Flaw sizing was based on the location of the transducer, the direct metal path of the ultrasonic beam and the angle of the beam. The location of the transducer was measured in relation to the weld centerline and 12:00 o' clock position. The metal path was read from the digital readout on the tester that had been calibrated to 0.01 inch accuracy for the test and the beam angle was calculated from the response of the notch in the calibration standard.

The calibration of the ultrasonic test included the complete response of the test as the transducer was passed over the calibration notch; 1.e., the transducer position and beam angle at which the beam first senses the notch, at maximum response and at which the transducer last senses the notch. The sizing operation then compared this data with the data taken from the unknown indication.

In addition, LMT utilized a computer to aid them in sizing of indications.

The computer program accurately tracked the beam paths in the material for a distance of one and one half nodes. The beam path was computed on the basis that the angle of reflection was equal to the angle of incidence and the program compensated for counter bore, external taper, weld crown and mismatch. The program also took into account the curvature of the pipe when computing the shape of axial flaws.
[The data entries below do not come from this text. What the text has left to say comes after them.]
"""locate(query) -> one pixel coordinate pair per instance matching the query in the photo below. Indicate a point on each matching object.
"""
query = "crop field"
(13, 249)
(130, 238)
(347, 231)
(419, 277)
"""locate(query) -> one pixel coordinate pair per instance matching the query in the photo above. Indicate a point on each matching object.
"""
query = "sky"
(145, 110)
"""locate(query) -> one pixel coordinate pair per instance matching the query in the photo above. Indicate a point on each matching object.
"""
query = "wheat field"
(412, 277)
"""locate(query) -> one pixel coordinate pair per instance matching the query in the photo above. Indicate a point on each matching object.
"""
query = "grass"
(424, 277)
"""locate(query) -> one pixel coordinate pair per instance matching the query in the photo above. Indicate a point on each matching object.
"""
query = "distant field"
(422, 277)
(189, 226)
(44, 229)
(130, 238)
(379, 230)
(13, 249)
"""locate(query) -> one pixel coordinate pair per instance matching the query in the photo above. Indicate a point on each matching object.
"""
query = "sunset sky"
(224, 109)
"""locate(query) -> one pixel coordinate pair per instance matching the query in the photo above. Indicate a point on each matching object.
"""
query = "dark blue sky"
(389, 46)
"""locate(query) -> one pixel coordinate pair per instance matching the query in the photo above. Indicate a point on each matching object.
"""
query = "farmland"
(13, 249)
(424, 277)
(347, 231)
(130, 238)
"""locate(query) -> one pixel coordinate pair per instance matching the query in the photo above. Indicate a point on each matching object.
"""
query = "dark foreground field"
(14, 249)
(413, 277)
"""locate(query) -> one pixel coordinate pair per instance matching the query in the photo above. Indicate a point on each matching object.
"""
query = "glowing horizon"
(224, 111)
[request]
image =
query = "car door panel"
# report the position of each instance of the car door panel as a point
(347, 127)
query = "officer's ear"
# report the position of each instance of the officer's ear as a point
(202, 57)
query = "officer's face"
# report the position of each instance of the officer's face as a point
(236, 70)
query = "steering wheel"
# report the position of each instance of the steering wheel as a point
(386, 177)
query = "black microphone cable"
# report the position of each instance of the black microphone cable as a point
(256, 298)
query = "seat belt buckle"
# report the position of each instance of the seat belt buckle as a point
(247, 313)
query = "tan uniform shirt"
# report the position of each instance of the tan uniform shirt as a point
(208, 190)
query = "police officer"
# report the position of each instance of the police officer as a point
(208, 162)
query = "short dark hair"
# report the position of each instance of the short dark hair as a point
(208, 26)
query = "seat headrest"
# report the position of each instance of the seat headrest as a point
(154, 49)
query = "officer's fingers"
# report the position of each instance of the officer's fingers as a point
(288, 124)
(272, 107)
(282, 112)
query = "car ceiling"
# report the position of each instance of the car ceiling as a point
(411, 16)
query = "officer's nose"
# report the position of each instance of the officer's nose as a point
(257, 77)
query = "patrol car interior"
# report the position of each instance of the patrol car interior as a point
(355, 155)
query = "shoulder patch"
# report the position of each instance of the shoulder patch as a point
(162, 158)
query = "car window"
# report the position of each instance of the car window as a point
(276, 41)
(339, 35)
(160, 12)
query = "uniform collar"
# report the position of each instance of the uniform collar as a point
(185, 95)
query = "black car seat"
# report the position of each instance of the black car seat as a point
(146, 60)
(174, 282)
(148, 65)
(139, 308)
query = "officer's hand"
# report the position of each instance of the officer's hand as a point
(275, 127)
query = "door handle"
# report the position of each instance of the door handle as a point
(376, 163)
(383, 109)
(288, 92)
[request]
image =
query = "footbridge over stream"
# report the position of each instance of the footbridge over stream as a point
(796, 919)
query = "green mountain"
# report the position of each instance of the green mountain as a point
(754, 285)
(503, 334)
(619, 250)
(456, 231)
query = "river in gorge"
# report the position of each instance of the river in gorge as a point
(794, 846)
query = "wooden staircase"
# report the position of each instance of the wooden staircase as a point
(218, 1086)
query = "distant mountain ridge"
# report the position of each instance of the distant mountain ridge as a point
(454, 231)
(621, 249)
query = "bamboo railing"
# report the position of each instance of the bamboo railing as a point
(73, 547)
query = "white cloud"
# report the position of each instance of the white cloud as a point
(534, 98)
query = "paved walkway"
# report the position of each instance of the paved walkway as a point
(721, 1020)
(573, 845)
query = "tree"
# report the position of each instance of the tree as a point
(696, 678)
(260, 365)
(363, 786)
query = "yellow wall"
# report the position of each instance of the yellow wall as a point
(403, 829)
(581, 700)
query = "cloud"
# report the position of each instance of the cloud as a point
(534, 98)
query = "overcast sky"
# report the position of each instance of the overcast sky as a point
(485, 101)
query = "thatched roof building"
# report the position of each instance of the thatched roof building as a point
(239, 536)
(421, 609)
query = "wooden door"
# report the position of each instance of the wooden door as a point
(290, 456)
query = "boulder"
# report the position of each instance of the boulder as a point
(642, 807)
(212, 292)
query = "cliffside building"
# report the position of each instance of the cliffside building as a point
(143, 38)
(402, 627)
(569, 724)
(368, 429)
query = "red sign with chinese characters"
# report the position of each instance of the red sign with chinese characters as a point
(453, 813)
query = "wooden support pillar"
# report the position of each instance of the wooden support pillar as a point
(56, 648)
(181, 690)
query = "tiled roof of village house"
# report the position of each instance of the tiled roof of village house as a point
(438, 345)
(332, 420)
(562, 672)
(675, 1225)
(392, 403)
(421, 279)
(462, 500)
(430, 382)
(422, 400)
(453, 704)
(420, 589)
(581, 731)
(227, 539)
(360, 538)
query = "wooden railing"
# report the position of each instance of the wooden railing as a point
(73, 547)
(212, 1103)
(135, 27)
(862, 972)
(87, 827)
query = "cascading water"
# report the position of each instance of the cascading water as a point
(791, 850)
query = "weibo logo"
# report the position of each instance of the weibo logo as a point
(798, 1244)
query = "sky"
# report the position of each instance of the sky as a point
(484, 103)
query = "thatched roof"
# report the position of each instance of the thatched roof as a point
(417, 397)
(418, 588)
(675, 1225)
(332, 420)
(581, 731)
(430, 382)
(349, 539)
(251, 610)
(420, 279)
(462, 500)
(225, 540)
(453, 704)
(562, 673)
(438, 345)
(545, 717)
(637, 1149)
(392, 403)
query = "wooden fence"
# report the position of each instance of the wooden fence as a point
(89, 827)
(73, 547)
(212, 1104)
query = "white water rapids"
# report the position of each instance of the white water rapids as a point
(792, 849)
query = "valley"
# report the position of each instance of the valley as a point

The computer then plotted the size and position of the indication by connecting the end points (50% of reference) of the first ray to show the indication, the ray with the maximum amplitude response, and the last ray to show the indication. These end points (50% of reference) were determined by the measured transducer position, the measured metal path, and beam angles calculated from the standard response.

The computer was then used to express the flaw as a percentage of the wall thickness. This was done by taking the difference of the deepest and shallowest rays and expressing it as a percentage of the wall thickness.

This method provided a more conservative interpretation of the Code. The t

indication limits at 50% of reference level rather than at the reference level as expressed by the Code will provide larger flaw size values.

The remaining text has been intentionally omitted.